白岡が、甲子園準々決勝進出の浦和学院を破り3回戦進出を決めた。

代打で起用された1年生・佐藤優多外野手が大役を果たした。6回表、4連打で1点差に詰め寄ると、なおも2死二、三塁。インコースの真っすぐを振り抜き、中堅手の頭を越える逆転の2点適時三塁打とした。「代打で先輩たちの足を引っ張らないように、とだけ思っていた。いつも体からバットが離れてしまうので、体に引きつけて打つことだけを意識した。抜けた瞬間はうれしかった」と値千金の一打に笑顔を見せた。

今夏、北埼玉大会終了後の7月25日、鳥居俊秀氏(42)に替わり、高橋勝也氏(46)が監督に就任した。高橋監督は「就任当初、このチームを見て『このままじゃ勝てない』と思った」と当時を振り返る。夏は練習試合を多く行うのが白岡野球部の通例も、今年はチームの底上げを計るために「打つ・ノックを受ける・投手は投げ込む」を課題に、ほとんどを練習に費やした。

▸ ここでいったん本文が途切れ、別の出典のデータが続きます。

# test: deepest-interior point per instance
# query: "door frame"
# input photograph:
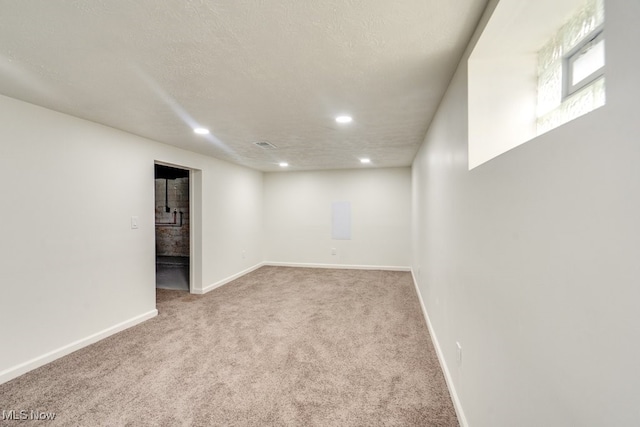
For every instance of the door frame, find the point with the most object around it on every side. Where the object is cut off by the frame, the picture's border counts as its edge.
(195, 224)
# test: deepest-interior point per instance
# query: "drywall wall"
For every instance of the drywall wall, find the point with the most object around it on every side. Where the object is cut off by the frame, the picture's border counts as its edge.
(298, 217)
(72, 269)
(530, 261)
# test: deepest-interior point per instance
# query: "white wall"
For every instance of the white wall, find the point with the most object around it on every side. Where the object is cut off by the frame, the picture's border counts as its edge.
(530, 260)
(71, 268)
(298, 209)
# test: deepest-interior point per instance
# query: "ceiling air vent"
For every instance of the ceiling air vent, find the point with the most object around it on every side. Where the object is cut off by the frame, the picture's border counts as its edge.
(266, 145)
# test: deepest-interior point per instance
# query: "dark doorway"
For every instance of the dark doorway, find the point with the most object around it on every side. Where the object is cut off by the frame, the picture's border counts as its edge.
(172, 227)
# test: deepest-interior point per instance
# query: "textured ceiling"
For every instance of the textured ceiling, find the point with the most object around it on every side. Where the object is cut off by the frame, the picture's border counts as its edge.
(249, 70)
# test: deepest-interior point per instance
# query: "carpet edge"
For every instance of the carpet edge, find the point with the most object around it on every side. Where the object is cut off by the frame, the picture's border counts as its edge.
(36, 362)
(457, 405)
(338, 266)
(226, 280)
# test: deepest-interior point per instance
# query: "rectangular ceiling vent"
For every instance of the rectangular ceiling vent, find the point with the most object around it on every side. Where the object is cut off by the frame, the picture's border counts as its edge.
(266, 145)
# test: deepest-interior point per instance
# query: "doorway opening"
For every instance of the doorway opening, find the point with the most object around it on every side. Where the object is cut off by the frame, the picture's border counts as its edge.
(172, 228)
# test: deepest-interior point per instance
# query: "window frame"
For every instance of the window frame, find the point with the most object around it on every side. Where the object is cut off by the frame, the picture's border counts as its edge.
(568, 88)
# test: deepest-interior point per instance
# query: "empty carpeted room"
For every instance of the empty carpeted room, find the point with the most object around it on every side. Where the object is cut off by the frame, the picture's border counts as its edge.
(416, 213)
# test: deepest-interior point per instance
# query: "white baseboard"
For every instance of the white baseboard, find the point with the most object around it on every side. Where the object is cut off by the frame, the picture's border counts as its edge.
(447, 375)
(23, 368)
(338, 266)
(219, 283)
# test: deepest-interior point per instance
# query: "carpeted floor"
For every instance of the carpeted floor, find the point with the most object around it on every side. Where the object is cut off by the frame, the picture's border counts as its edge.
(278, 347)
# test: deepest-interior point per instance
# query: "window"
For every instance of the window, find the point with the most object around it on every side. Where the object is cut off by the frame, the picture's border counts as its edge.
(518, 87)
(584, 64)
(571, 65)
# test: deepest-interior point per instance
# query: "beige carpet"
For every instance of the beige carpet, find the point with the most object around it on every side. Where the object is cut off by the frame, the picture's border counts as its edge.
(277, 347)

迎えた8月17日、夏季新人戦・1回戦で春日部共栄と対戦。エラーに凡打が続き、1-15(5回コールド)と大敗。ぼうぜんと立ち尽くす選手たちに「こんな野球をやって楽しいか? 本当に勝ちたいのか?」と高橋監督のげきが飛んだ。

「もう1度、ゼロからしっかりやろう」。山田大空主将(3年)を中心に、練習を見直し徹底。逆転打を打った佐藤外野手は「ただ打つ、捕る、走るだけでなく、質の高い練習をしようと心がけた。その成果が今日、出せたと思う」と、振り返る。先発した迫田将矢は、10四死球も気後れすることなくインコースを責め続け、出塁を許しても集中力は切らさず、バックも守りきった。

山田主将は「強豪校相手でも、お互いにミスをカバーし合って気持ちを1つに戦えばいい試合ができる。自分たちは弱い。今日はたまたま勝てただけ。次も全力で自分たちのプレーをするだけです」と気持ちを引き締めた。

高橋監督は「正直、勝てると思っていなかった。ただ投手さえうまく抑えてくれたら、チャンスはくるだろうと思っていました。本当に、勝っちゃって…すいません、という感じです」。チーム一丸で成し遂げた「ジャイアントキリング」で勢いに乗る。